Top privacy questions a customer should ask their cloud provider
Microsoft Office 365 provides essential privacy features to all Office 365 customers. The purpose of this section is to describe these privacy features and how they meet the high standards of privacy set by EU authorities. On July 1, 2012, the EU’s Article 29 Working Party (WP29)—a group made up of the European Union’s national data protection authorities—adopted Opinion 05/2012 on Cloud Computing. The Opinion on Cloud Computing highlights the benefits of cloud computing, including enhanced efficiency and greater security. In the Opinion, the WP29 emphasizes the importance of choosing a cloud service provider that is transparent about its data protection practices and that respects the privacy of customer data.

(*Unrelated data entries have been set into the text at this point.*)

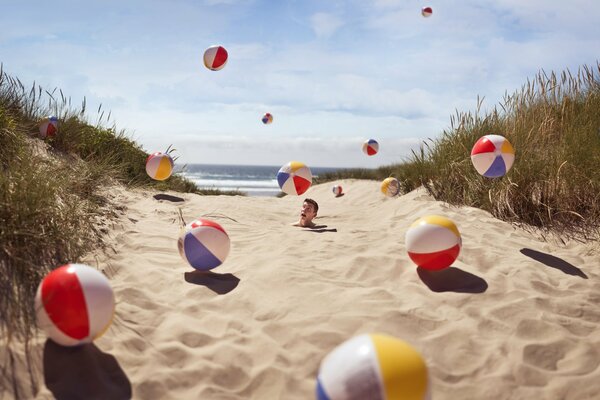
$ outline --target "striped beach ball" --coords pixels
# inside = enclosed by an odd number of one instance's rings
[[[431,17],[431,14],[433,14],[433,10],[431,9],[431,7],[423,7],[421,9],[421,15],[424,17]]]
[[[381,193],[388,197],[396,196],[398,193],[400,193],[400,181],[391,176],[389,178],[385,178],[383,182],[381,182]]]
[[[515,162],[515,149],[504,136],[482,136],[471,150],[471,162],[481,175],[499,178],[504,176]]]
[[[362,150],[366,155],[374,156],[379,151],[379,143],[375,139],[369,139],[363,143]]]
[[[299,196],[312,184],[312,173],[303,163],[290,161],[277,172],[277,183],[284,193]]]
[[[333,194],[335,195],[335,197],[340,196],[343,192],[343,189],[340,185],[334,185],[332,190],[333,190]]]
[[[462,238],[454,222],[438,215],[416,220],[406,231],[405,239],[410,259],[430,271],[452,265],[462,246]]]
[[[318,400],[429,399],[423,357],[408,343],[383,334],[359,335],[325,357],[317,378]]]
[[[227,50],[223,46],[210,46],[204,52],[204,65],[212,71],[218,71],[227,64]]]
[[[115,297],[108,279],[83,264],[66,264],[42,280],[35,296],[38,326],[63,346],[91,343],[112,322]]]
[[[39,123],[39,128],[42,139],[55,136],[58,132],[58,118],[50,116],[42,119]]]
[[[271,113],[266,113],[265,115],[263,115],[262,122],[265,125],[268,125],[271,122],[273,122],[273,116],[271,115]]]
[[[173,173],[173,159],[161,152],[153,153],[146,159],[146,173],[152,179],[164,181]]]
[[[223,264],[230,246],[225,229],[214,221],[202,218],[189,223],[177,241],[181,257],[200,271]]]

The WP29 Opinion provides essential guidance for current and would-be cloud users. It also raises a number of questions that cloud customers, in their role as data controllers, should consider when selecting a cloud provider. The key privacy questions and the Office 365 responses are described here.

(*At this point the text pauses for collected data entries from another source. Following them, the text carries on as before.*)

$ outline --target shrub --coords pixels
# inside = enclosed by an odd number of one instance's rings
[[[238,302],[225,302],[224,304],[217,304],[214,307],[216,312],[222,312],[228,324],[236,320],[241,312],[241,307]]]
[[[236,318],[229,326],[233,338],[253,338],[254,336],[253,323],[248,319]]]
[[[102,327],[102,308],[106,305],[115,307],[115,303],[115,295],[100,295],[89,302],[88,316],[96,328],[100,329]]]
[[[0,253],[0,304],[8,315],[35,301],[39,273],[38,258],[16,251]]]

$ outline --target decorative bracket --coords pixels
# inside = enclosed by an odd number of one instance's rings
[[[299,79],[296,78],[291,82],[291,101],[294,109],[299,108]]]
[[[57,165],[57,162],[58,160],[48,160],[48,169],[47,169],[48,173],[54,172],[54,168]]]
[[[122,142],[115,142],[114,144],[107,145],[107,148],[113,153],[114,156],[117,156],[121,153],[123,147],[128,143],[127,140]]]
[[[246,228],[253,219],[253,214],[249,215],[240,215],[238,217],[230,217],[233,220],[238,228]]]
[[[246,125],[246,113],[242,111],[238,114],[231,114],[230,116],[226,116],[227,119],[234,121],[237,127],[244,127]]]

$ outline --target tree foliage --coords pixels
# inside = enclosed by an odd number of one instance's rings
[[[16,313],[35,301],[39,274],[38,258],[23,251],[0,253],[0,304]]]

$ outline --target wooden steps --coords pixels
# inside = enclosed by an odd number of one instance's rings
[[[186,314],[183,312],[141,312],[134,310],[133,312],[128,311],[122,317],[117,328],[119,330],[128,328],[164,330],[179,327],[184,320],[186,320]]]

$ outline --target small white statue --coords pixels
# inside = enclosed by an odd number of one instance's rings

Office 365 provides a comprehensive data protection agreement (DPA) and offers the EU Model Clauses in addition to self-certification under the U.S.-EU Safe Harbor framework. While the EU Model Clauses are specifically built for EU customers, the DPA is an aggregation of the best privacy practices of different countries and is offered to all customers regardless of geography or size. The processes that Office 365 has built to comply with the EU Model Clauses are not restricted to EU customers but are available to all customers.